玳瑁道:“可先王却信了,他自怀孕起,就将向氏移到椒宫,宠爱有加。季芈出生那日,正是王后您的周岁之宴,先王扔下威后和您,就赶去椒宫等着那个孩子的出生。而那个孩子的确诡异,一个刚出生的婴儿,脱了襁褓只穿着肚兜扔进御河里飘了十余里,居然安然无事,这实在是太过妖孽。所以王后一直防着她,多少次想弄死她,却总有一些阴差阳错的事不能得手。”
芈姝打了个哆嗦,强自镇定地斥道:“这么荒唐的事你们都相信?”
玳瑁见她不信,不得不抛出杀手锏:“王后您可知道七公主为什么会疯掉?”
芈姝一怔:“七阿姊?这事与她又有何关系?”
玳瑁在芈姝的耳边低声道:“七公主一向有野心,图谋秦王后之位”
芈姝不耐烦地挥挥手:“这事儿我知道,你不必多说了,哼!”
玳瑁双道:“威后知道这件事儿以后,就对七公主说,若她杀了九公主,就满足她的愿望。可您知道吗,就在威后对七公主说完这话以后,没过两天,七公主就疯了!”
芈姝大惊,失声道:“你是说七阿姊是被”她诧异地看着玳瑁,惊得说不出来话,难道她的意思是,因为芈茵要害芈月,所以反而被某种不知事的力量给暗算了?

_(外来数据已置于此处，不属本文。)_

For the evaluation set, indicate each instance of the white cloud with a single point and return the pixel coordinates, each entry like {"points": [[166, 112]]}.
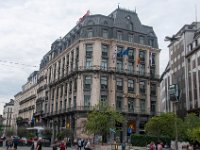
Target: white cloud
{"points": [[27, 29]]}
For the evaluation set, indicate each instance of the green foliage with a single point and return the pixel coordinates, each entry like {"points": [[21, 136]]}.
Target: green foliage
{"points": [[192, 126], [143, 140], [164, 125], [22, 132], [101, 119]]}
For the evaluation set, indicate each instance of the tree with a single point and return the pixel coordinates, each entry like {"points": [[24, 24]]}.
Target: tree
{"points": [[192, 127], [102, 119], [194, 134], [9, 132], [1, 129], [164, 125], [47, 133]]}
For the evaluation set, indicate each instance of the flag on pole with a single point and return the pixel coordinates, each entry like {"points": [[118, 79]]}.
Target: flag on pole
{"points": [[138, 60], [114, 54], [150, 59]]}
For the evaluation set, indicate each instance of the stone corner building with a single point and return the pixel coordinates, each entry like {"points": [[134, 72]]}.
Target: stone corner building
{"points": [[103, 58]]}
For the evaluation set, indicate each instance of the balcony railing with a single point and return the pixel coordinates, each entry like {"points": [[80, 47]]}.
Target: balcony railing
{"points": [[124, 110], [96, 68]]}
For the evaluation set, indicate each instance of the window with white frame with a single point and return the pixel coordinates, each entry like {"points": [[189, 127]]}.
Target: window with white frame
{"points": [[119, 84]]}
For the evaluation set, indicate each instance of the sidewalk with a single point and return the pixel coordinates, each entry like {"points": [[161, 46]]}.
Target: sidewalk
{"points": [[28, 148]]}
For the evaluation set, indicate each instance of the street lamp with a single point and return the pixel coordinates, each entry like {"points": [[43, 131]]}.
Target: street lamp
{"points": [[175, 86]]}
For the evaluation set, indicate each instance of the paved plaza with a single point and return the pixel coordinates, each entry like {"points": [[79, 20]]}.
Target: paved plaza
{"points": [[28, 148]]}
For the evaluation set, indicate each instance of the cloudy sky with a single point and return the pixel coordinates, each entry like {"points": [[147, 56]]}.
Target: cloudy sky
{"points": [[28, 27]]}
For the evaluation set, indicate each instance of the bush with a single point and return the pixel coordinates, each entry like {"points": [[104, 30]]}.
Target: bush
{"points": [[143, 140]]}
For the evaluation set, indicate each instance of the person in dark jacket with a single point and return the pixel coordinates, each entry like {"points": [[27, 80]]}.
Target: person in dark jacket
{"points": [[15, 142]]}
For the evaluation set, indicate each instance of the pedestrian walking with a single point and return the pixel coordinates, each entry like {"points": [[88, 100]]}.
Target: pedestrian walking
{"points": [[152, 146], [62, 146], [79, 144], [54, 145], [15, 142], [88, 146], [34, 144], [9, 143], [39, 144]]}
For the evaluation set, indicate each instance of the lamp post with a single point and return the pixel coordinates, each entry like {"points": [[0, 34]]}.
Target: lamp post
{"points": [[172, 40]]}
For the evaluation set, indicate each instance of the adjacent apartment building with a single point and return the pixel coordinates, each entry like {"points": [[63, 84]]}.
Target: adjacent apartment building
{"points": [[112, 58], [182, 70], [25, 102]]}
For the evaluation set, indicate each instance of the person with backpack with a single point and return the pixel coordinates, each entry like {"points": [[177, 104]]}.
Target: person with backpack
{"points": [[87, 146], [79, 144], [62, 146], [9, 143]]}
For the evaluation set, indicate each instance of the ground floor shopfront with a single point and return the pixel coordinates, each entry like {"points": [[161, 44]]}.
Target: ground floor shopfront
{"points": [[75, 121]]}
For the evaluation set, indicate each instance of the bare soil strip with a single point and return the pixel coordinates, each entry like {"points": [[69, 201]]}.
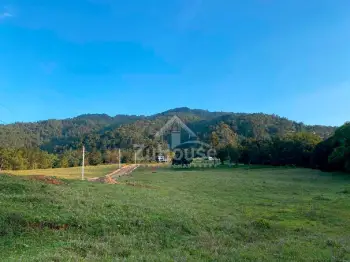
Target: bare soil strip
{"points": [[110, 178]]}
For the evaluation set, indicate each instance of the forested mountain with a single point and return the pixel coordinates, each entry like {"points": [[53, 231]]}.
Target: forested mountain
{"points": [[250, 138], [334, 153], [101, 131]]}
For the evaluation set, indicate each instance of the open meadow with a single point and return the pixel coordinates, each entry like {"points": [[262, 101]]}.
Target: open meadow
{"points": [[67, 173], [237, 214]]}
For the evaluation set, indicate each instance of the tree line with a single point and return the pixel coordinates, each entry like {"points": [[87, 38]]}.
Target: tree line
{"points": [[236, 137]]}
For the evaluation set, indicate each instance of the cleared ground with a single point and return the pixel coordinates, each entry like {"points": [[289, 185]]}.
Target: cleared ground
{"points": [[68, 173], [179, 215]]}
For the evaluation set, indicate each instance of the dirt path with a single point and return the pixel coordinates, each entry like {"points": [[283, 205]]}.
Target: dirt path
{"points": [[111, 178]]}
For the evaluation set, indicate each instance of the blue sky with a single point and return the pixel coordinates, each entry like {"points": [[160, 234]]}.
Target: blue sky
{"points": [[62, 58]]}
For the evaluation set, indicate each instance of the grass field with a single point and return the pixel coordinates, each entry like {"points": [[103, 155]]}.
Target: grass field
{"points": [[68, 173], [269, 214]]}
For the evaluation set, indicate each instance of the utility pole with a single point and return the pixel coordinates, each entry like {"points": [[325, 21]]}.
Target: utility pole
{"points": [[83, 165], [119, 157]]}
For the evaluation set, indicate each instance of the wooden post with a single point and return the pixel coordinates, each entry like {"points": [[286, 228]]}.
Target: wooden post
{"points": [[83, 165]]}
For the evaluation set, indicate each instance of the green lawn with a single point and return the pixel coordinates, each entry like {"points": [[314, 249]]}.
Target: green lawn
{"points": [[68, 173], [268, 214]]}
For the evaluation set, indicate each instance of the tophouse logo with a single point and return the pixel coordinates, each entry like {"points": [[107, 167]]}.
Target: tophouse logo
{"points": [[182, 150]]}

芈茵发疯之事,她早就怀疑过楚威后暗中下手,只是毕竟是自己的母亲,为尊者讳,她不敢多想,更不敢多问。如今玳瑁自己把这话说了,倒叫她一时无语。
第139章 旧事提〔2〕()
玳瑁又细细地将那日芈茵如何准备算计,如何将芈月诱到远处扔进河中,芈月又是如何被发现在少司命神像下,而芈茵却是发了疯的事都说了。

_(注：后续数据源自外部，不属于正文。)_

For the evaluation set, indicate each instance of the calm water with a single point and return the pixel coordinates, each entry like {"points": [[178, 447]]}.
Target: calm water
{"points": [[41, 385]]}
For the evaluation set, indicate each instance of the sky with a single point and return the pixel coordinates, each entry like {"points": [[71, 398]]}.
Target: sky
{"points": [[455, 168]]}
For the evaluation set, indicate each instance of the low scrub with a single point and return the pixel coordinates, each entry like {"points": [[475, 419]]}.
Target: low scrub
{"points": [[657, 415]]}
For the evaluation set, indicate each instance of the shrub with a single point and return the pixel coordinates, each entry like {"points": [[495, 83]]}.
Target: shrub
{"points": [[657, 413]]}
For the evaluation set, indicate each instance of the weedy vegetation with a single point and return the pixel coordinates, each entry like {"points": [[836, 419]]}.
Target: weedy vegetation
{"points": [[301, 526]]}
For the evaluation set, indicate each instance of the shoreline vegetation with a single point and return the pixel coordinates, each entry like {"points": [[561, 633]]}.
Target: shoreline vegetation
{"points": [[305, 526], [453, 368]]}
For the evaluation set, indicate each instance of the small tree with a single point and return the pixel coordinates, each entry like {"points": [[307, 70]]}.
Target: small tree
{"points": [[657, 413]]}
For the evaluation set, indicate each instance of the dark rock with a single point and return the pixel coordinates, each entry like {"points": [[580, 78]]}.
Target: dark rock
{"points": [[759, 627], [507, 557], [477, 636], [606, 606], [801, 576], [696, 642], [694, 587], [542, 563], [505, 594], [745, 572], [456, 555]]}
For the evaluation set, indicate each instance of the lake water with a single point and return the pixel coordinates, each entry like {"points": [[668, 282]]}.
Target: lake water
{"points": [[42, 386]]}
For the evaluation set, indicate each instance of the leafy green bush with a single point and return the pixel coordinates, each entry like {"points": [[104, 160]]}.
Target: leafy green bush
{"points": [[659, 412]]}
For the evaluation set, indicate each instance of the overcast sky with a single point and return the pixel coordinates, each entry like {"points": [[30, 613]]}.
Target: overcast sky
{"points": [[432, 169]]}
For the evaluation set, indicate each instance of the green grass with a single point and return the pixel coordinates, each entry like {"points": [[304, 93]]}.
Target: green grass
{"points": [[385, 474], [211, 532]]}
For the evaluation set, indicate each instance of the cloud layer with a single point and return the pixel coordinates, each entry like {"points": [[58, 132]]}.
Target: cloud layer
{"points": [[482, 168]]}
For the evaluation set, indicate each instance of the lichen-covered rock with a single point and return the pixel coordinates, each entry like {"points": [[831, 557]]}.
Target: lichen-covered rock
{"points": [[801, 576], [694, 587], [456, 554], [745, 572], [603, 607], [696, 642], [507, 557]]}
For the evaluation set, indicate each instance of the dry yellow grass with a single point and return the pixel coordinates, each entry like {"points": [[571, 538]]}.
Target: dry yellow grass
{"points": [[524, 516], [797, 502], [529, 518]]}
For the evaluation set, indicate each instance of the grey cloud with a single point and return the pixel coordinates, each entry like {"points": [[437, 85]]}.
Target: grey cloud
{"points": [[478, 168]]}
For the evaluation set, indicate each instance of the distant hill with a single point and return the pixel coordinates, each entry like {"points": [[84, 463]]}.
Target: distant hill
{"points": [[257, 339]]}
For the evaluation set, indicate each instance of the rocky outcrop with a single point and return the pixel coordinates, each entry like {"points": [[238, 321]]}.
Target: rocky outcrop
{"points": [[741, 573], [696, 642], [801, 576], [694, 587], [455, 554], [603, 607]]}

芈姝听了此言,陷入深思,这种事,她不想相信,但又不得不信。她不想害人,但又不得不能为自己打算。思来想去,还是觉得心如乱麻,挥了挥手,道:“你这些都是无稽之谈,季芈虽然有些不驯,但终究不是七阿姊这般心思歹毒。当日义渠人围攻,黄歇为救我而死,她为救我而引开追兵,又为我而入宫。虽然她侍奉大王,擅作主张,终究过不抵功,你这般煽动于我,却是何意,难道要教我害她不成?”
玳瑁急了:“王后,王后虽无伤季芈之心,奈何怎知季芈不对王后有怀恨之意。”
芈姝沉了脸,喝道:“胡说,她若要害我,庸城便可害我,义渠兵困更不必舍身救我。”
玳瑁无奈,正欲说话,只是讲到这桩最隐秘之事,终是心头有些余悸,当下推开窗户开了看,又掀了帘子看了看外面是否有人。却看到窗外长廊处一个小宫女跪在地上,正慢慢地欲往这里窗下抹着地板过来,当下喝道:“这里不用你,快些走。”
那小宫女吓了一跳,连忙拿起抹布跑走了。玳瑁见左右已经无人,狠了狠心,最终还是把藏在心头的隐事说出来了:“王后可知,她的生母向氏是怎么死的?”
芈姝一时有些摸不着头脑,想了想,反问道:“向氏,哪个向氏?她的母亲不是莒夫人吗?”向氏在宫中存在感稀薄,她出宫的时候,芈月还小,芈姝也仅仅只比她大了一岁,亦是毫无所知,她只晓得芈月的母亲是莒姬。
玳瑁只得解释道:“莒夫人是季芈养母,向氏是她的生母。”
芈姝问:“她死了吗?”过后又恍然道:“我似乎听季芈说起过呢她是先王死的时候,出宫了,还是死了?”
玳瑁摇头:“不是,当年先王驾崩的时候,威后将向氏逐出宫去,并匹给一个性情暴戾的贱卒”
芈姝倒吸一口气,尖叫道:“为什么?”
玳瑁一惊道:“王后,轻声。”
芈姝已经按捺不住激动抓住了玳瑁的手道:“这么说,那个魏冉,真的是、真的是”她与芈月在高唐台一起长大,只晓得芈月只有一个弟弟芈戎,可是在上庸城中,却忽然冒出来一个“弟弟”,而且很明显,和这个弟弟的感情,并不比与芈戎的关系差。刚开始芈月只说这是她母族的弟弟,可是在芈月失踪以后,她遵守了承诺,与魏冉相处日久,听得魏冉说的时候,感觉两的关系,绝非如此简单。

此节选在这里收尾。